Fortunately for me, Dorota found the tiniest thread of compassion in me which started to bring in a chink of light and a bit of hope and softness in me.

What especially helped me was acknowledging my anger and pain and making all of my feelings and the way I was trying to express them okay. That was really important for me.

When Dorota helped me to drop under the rawness of these emotions, to the part that was hurting, I really softened. I found enough compassion to wonder about how my ex-partner was feeling too.

I was able to step into his shoes and have compassion for his experience. I saw that we were BOTH doing the best with what we knew…

It’s really difficult when you have such a massive history with someone and when you’re doing it on your own to come from a loving place. More than that, it felt impossible.

Dorota told me: “You don’t have to reply now. You can step back from it, feel it, move through it first.”

It felt amazing to have my hand held through that process of acknowledging what I was really feeling, letting go of that, softening and seeing my ex’s response soften over time too.

He stopped projecting everything at me, all his anger and upsets.

Before, he’d been throwing everything he could at me, dredging up the most painful stuff from our history, from even ten years before.

Dorota held me back from replying in the same fiery way. Because I wasn’t engaging in THAT way anymore, he didn’t have anything to fight with.

He looked at his own side of things instead and has really shifted.

He’s softer. He’s apologised to our son for the times when he got really angry with him. I see him owning his side of things and working to rebuild trust with our son. It seems that we’re speaking the same language now and he’s really taken on the responsibility for our boy.
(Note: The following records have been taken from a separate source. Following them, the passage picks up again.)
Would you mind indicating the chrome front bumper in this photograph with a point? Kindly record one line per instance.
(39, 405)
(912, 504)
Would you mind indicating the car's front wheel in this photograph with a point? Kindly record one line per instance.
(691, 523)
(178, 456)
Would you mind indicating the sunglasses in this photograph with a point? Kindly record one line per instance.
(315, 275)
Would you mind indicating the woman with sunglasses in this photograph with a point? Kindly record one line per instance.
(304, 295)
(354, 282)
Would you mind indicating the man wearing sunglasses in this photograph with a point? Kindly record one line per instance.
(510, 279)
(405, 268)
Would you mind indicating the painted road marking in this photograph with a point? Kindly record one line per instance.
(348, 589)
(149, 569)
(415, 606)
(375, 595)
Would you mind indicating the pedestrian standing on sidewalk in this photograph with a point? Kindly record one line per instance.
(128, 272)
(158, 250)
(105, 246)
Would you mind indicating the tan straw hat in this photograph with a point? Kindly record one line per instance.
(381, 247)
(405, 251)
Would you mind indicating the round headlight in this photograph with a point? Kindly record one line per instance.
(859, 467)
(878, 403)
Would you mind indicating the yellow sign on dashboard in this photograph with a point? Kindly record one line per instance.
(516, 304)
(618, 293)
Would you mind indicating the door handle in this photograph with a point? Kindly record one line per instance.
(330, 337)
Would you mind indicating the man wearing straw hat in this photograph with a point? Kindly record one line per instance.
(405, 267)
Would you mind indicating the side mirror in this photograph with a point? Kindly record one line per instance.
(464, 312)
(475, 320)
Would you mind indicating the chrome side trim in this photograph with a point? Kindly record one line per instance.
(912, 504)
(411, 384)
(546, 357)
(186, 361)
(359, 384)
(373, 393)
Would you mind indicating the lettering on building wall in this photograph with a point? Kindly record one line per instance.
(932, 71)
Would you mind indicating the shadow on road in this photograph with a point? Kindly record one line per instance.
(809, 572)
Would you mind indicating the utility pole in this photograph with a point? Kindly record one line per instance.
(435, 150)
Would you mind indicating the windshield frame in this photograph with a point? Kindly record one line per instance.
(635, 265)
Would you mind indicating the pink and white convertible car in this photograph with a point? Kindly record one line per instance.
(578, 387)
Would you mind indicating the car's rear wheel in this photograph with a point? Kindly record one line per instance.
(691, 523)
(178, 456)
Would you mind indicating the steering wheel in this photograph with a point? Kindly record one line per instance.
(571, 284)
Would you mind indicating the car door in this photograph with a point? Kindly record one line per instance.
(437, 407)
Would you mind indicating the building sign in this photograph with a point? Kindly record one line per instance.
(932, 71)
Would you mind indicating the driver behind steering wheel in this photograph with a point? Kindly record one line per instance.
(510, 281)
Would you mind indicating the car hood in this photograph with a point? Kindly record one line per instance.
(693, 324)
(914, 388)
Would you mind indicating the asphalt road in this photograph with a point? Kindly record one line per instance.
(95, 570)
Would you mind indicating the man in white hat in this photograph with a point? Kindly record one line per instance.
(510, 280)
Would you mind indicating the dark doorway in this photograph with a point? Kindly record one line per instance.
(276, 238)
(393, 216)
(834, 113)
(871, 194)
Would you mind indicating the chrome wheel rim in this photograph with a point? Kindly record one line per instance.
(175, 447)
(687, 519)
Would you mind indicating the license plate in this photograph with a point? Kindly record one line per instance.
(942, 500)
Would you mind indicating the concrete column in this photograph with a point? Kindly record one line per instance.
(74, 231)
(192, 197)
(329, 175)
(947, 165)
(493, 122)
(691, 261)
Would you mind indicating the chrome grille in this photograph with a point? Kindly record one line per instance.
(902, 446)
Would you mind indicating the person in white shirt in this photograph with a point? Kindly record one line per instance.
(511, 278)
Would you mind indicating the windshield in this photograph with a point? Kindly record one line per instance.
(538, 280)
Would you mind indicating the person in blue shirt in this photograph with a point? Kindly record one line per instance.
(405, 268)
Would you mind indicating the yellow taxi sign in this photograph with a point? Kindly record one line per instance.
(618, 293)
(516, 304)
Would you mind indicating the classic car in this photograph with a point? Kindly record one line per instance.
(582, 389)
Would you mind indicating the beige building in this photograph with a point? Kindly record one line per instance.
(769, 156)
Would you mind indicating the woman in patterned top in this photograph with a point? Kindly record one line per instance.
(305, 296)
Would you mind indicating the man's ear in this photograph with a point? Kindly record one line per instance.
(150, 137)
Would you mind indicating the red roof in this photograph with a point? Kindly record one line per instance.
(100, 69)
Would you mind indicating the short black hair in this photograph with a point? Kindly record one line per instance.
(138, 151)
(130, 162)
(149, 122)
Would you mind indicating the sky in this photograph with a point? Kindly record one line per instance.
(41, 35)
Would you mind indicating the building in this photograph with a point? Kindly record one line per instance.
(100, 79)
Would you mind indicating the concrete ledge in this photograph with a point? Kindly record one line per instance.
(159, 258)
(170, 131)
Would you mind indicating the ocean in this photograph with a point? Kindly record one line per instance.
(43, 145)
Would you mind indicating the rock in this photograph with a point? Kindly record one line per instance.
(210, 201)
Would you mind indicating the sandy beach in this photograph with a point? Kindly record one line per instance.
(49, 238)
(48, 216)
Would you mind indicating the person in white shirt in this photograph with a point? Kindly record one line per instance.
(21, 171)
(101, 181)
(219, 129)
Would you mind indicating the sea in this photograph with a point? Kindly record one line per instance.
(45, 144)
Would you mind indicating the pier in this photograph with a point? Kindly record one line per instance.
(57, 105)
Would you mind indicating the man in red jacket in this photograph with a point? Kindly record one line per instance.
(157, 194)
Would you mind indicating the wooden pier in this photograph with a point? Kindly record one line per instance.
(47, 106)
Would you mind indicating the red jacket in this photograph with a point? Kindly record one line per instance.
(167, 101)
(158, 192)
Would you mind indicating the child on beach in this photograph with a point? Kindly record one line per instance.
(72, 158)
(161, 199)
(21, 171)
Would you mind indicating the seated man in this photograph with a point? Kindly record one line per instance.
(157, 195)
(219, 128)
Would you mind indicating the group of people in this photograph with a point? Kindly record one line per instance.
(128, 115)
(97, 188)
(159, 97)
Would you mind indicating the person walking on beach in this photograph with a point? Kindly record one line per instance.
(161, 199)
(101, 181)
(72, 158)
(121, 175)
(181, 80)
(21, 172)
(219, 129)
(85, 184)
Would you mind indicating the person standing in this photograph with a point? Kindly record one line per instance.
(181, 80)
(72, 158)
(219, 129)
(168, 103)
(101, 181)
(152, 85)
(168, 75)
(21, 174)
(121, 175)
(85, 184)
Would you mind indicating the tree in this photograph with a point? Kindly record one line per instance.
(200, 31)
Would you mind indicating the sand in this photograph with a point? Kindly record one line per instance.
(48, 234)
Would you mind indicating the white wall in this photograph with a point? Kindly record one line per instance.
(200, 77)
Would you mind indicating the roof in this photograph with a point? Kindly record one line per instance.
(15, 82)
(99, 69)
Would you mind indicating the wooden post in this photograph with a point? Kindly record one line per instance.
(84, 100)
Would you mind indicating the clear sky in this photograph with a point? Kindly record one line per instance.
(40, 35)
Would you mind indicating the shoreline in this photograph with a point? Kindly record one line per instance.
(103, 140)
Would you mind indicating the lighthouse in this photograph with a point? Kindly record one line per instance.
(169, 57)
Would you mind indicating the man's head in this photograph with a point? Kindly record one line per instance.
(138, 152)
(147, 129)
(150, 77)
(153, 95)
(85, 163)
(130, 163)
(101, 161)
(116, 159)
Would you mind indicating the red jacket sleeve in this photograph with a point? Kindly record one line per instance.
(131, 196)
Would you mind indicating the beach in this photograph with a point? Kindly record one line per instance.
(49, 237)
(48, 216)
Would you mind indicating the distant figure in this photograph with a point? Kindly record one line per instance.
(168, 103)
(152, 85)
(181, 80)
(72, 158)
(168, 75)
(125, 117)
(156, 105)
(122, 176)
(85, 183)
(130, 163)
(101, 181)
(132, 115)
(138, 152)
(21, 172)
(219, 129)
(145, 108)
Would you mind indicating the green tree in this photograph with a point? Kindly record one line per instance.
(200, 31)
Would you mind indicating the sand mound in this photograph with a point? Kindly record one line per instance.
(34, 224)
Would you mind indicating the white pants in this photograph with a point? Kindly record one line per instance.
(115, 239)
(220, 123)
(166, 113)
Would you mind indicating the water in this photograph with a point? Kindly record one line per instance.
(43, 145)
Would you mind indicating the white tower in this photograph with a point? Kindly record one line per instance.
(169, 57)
My ex-partner seems quite a different person after I started relating to him from a deeper place in me. In fact, he’s been here helping our son a lot this week and I had to say to him: “Hey, I need you to go, I really need to get this work call done.’
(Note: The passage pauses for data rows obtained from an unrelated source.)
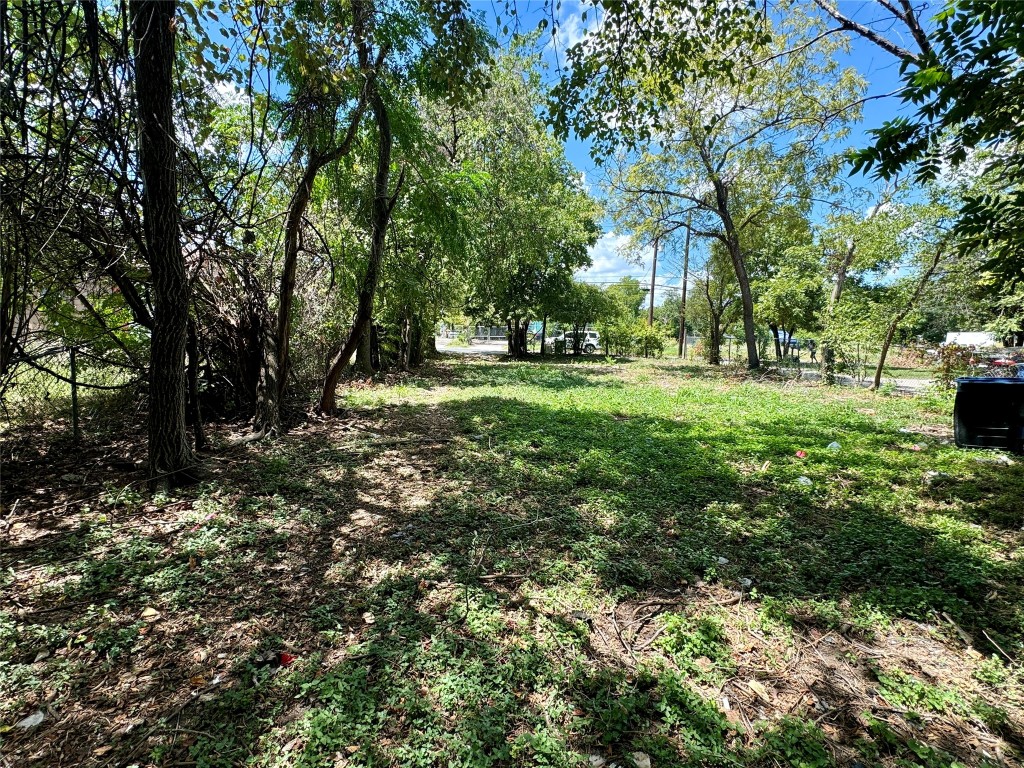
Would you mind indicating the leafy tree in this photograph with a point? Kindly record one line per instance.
(581, 306)
(715, 300)
(153, 25)
(965, 80)
(732, 152)
(535, 219)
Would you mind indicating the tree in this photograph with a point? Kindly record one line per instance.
(731, 152)
(965, 80)
(581, 306)
(535, 219)
(790, 282)
(153, 31)
(715, 301)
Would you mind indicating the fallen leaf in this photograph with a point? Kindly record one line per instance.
(758, 688)
(32, 721)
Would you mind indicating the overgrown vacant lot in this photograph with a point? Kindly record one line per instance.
(526, 564)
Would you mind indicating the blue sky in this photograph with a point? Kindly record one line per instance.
(879, 68)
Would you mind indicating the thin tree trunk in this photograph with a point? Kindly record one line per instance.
(739, 266)
(891, 331)
(364, 358)
(773, 327)
(827, 348)
(153, 25)
(195, 413)
(682, 298)
(383, 205)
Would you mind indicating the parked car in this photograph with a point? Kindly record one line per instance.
(590, 340)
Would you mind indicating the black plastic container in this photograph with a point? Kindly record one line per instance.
(989, 412)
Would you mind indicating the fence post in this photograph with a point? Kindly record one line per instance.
(76, 429)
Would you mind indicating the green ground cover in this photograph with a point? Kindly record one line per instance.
(503, 563)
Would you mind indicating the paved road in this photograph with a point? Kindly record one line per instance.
(501, 347)
(902, 385)
(478, 347)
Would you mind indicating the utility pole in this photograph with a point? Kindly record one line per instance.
(682, 300)
(653, 274)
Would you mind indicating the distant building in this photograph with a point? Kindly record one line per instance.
(973, 338)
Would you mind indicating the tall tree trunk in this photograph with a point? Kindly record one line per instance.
(364, 356)
(682, 298)
(153, 25)
(715, 345)
(827, 346)
(739, 266)
(293, 242)
(195, 412)
(773, 327)
(416, 337)
(383, 205)
(891, 331)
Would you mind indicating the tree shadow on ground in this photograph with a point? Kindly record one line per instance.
(446, 593)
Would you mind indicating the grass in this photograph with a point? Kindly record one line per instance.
(517, 563)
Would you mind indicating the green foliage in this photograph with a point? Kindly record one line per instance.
(953, 359)
(698, 646)
(963, 85)
(906, 691)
It’s a huge relief because boys really need their dad.’

Ulrike, Student of Life:

Ulrike avatarI was having quite an intense time when I heard about the concept of higher sensitivity. Many things came up for me, pain but also understanding for myself and also for my son.

I was surprised how minor triggers drove me insane, things I do have coping skills for – somewhere.

I realised that most of the day I am far from centered and balanced. After working with you, I found more understanding for the moments I lost it and still loose it. But it is rare as I allow myself to find balance during my day and this is still new and exciting for me as this was totally unknown to me from my family of origin.

If it happens that I go into a rage it has a different quality now, I feel less despair. I know it is happening now, it will go over and it is about me and not about the person who triggered it.

The relationships in my family continue to improve and I experience much more joy!! And I am moving on, getting in touch with parts of myself that need some healing, as if I had the peace and safety now to feel what is there.

Your newsletters are a valuable reminder for me to have respect for my “special needs” and to be proud of my ‘special abilities’, the suggestions are helpful for me and it just feels good to read it as I can relate on a deep level to your words. I feel safe to know there is support when needed!’